Chapter 6.2Vector & Semantic Search

Embeddings 101

Embeddings transform text into fixed-length vectors of floats where geometric proximity encodes semantic similarity. This chapter traces the evolution from sparse bag-of-words to modern dense embeddings, explaining architectures, training objectives, and practical considerations for choosing and deploying embedding models.

Dimension Evolution

100K→768

From sparse TF-IDF (100K dims) to dense SBERT (768 dims). 130x compression with better quality.

SBERT Speedup

10,000x

Finding similar pairs in 10K sentences: BERT takes 65 hours; SBERT takes 5 seconds.

BERT Params

110M

BERT-base: 12 layers, 768 hidden, 110M parameters. Trained 4 days on 16 TPUs.

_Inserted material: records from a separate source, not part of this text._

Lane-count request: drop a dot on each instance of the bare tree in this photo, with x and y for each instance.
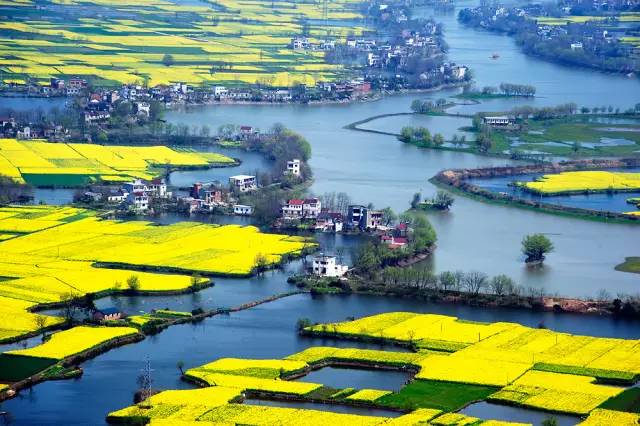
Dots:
(475, 281)
(501, 284)
(40, 322)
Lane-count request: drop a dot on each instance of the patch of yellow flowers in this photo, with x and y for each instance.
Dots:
(100, 162)
(368, 395)
(74, 341)
(568, 182)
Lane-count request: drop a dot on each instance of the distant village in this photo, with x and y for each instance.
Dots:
(601, 42)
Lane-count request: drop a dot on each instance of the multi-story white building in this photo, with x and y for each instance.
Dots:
(293, 209)
(243, 183)
(139, 201)
(327, 266)
(293, 167)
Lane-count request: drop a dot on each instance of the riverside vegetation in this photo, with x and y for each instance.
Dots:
(55, 255)
(501, 362)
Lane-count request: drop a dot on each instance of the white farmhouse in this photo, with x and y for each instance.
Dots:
(326, 266)
(243, 183)
(293, 167)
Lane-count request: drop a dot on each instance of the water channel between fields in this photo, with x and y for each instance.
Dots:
(378, 169)
(340, 378)
(334, 408)
(615, 202)
(266, 331)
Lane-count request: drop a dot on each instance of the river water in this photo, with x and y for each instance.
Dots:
(378, 169)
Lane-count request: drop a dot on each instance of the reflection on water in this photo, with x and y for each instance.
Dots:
(615, 202)
(266, 331)
(339, 378)
(334, 408)
(487, 410)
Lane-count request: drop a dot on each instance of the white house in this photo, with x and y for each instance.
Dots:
(293, 209)
(139, 201)
(243, 183)
(498, 121)
(136, 186)
(143, 108)
(25, 133)
(311, 208)
(241, 209)
(116, 196)
(220, 92)
(293, 167)
(158, 188)
(326, 266)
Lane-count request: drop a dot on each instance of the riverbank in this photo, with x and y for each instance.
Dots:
(78, 358)
(456, 181)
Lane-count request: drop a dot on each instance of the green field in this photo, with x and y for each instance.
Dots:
(575, 136)
(17, 367)
(444, 396)
(628, 401)
(223, 41)
(631, 264)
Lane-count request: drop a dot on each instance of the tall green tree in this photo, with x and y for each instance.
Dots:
(535, 246)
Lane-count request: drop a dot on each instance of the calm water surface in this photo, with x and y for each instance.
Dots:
(340, 378)
(487, 410)
(605, 202)
(266, 331)
(378, 169)
(326, 407)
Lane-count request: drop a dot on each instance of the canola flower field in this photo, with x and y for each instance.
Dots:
(53, 250)
(227, 41)
(74, 341)
(579, 182)
(536, 368)
(74, 164)
(229, 379)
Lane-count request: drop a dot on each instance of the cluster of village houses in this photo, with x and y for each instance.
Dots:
(489, 15)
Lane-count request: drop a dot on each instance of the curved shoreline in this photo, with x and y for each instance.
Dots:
(456, 181)
(90, 353)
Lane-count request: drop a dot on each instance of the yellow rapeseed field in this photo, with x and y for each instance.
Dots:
(557, 392)
(32, 160)
(48, 267)
(501, 354)
(262, 368)
(602, 417)
(368, 395)
(249, 38)
(74, 341)
(568, 182)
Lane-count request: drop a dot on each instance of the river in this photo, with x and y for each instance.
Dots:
(266, 331)
(378, 169)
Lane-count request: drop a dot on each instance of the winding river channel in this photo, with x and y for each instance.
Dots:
(378, 169)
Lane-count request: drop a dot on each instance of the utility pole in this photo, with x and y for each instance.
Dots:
(145, 380)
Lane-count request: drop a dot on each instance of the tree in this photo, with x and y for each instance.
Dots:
(69, 305)
(474, 282)
(447, 280)
(195, 282)
(535, 246)
(417, 197)
(303, 323)
(388, 216)
(261, 263)
(501, 284)
(167, 60)
(443, 200)
(133, 283)
(40, 322)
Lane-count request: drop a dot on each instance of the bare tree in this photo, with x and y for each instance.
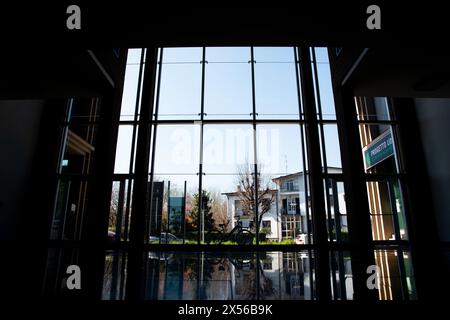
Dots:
(247, 185)
(219, 209)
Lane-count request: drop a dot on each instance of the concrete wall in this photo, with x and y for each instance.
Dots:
(19, 128)
(434, 121)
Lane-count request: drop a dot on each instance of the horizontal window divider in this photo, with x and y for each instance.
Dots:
(121, 176)
(232, 121)
(375, 122)
(330, 246)
(383, 176)
(129, 122)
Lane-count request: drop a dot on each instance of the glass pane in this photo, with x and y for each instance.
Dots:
(182, 55)
(181, 80)
(119, 210)
(177, 149)
(336, 210)
(372, 108)
(393, 284)
(82, 110)
(78, 149)
(387, 213)
(332, 148)
(378, 148)
(114, 276)
(173, 218)
(227, 148)
(123, 150)
(341, 275)
(130, 85)
(70, 208)
(325, 88)
(224, 213)
(228, 91)
(276, 83)
(280, 166)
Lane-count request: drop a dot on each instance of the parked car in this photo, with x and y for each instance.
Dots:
(165, 238)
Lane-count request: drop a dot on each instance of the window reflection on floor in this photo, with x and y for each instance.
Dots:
(224, 276)
(176, 275)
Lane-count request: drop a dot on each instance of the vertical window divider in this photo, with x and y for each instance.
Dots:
(324, 154)
(301, 124)
(255, 155)
(200, 217)
(154, 119)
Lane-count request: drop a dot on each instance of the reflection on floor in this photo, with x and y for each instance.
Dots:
(177, 275)
(209, 276)
(253, 276)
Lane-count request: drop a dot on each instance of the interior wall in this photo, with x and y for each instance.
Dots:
(434, 121)
(19, 128)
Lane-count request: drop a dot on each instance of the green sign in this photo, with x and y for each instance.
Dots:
(379, 149)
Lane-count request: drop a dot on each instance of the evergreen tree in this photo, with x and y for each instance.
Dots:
(206, 206)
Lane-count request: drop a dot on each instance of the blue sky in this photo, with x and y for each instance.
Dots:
(228, 95)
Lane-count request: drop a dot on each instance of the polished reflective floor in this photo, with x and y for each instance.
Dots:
(272, 275)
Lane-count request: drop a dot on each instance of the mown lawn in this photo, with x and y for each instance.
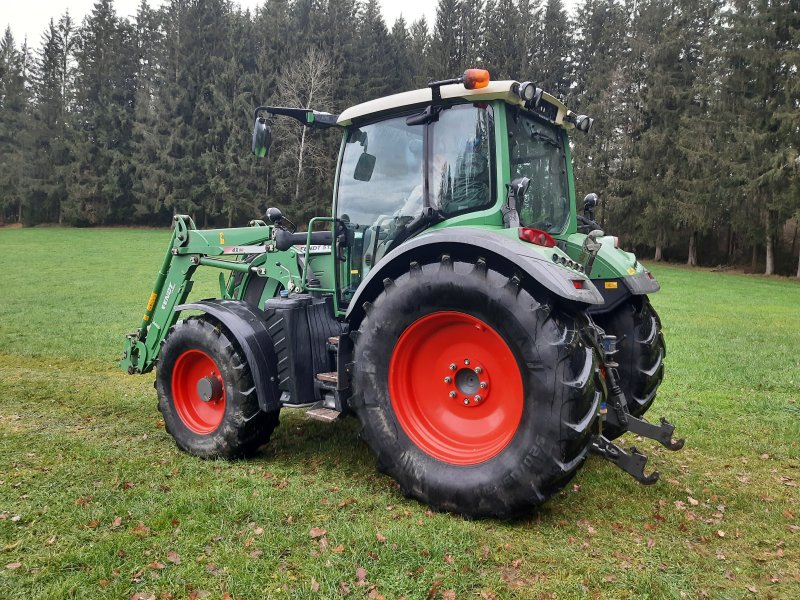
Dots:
(96, 501)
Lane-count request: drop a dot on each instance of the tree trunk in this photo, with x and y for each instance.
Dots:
(692, 260)
(300, 163)
(659, 254)
(770, 269)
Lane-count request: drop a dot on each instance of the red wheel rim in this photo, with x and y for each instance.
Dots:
(456, 388)
(196, 374)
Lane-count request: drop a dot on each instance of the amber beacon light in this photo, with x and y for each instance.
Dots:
(475, 79)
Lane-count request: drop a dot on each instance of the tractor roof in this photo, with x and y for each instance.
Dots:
(496, 90)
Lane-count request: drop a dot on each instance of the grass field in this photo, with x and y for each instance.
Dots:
(96, 501)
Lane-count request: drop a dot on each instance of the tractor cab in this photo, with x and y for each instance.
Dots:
(413, 161)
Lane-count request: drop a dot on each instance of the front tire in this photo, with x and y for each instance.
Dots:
(207, 395)
(641, 352)
(493, 450)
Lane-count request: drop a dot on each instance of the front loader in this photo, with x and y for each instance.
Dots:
(487, 336)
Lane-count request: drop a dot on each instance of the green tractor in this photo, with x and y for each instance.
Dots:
(486, 335)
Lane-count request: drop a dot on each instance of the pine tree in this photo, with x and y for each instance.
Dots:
(446, 43)
(14, 145)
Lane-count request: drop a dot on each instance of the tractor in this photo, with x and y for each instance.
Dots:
(486, 335)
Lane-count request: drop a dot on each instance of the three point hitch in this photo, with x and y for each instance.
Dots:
(618, 417)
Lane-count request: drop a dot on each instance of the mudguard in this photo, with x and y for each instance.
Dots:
(471, 243)
(248, 326)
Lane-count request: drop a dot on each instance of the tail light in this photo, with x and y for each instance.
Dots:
(536, 236)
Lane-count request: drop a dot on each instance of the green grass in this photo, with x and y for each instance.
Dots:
(84, 460)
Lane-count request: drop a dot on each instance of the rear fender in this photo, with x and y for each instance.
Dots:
(248, 326)
(467, 243)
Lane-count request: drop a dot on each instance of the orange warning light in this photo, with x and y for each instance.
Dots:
(474, 79)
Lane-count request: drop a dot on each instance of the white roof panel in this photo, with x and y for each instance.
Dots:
(496, 90)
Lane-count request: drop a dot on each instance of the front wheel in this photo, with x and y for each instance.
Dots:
(477, 395)
(207, 395)
(641, 352)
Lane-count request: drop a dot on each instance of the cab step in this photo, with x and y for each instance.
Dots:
(330, 379)
(326, 415)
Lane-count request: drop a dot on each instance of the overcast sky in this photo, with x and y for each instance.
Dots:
(30, 17)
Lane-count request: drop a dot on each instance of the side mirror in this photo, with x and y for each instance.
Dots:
(364, 167)
(518, 187)
(262, 137)
(583, 123)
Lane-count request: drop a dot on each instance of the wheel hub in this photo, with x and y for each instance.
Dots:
(440, 387)
(210, 388)
(470, 384)
(198, 391)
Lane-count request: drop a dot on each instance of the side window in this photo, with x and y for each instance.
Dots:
(536, 152)
(460, 169)
(381, 172)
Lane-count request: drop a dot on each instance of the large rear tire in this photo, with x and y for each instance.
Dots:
(207, 395)
(641, 352)
(476, 394)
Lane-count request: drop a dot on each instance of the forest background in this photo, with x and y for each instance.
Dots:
(696, 104)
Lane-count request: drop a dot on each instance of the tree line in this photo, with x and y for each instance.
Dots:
(696, 103)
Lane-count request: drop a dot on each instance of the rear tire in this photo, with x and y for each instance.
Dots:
(528, 434)
(200, 357)
(641, 354)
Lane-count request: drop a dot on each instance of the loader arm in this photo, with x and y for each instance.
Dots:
(224, 249)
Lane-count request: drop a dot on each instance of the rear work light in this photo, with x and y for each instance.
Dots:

Prerequisites: This chapter assumes familiarity with Chapter 6.1 (Why Keyword Search Is Not Enough). Understanding the vocabulary mismatch problem motivates why we need embeddings at all. You should also have a basic understanding of neural networks and gradient descent.

1. From Sparse to Dense: The Evolution

Bag-of-Words / TF-IDF (Sparse)

Traditional representations are sparse vectors with dimensions equal to the vocabulary size. A vocabulary of 100,000 words produces 100,000-dimensional vectors where each dimension corresponds to a word, and most values are zero. The word "cat" is as far from "kitten" as it is from "airplane" — every word is orthogonal to every other word. This is the fundamental limitation that dense embeddings solve.

sparse_vs_dense.py

# TF-IDF: "the cat sat on the mat"

# Vocab: [cat, dog, mat, on, sat, the, ...]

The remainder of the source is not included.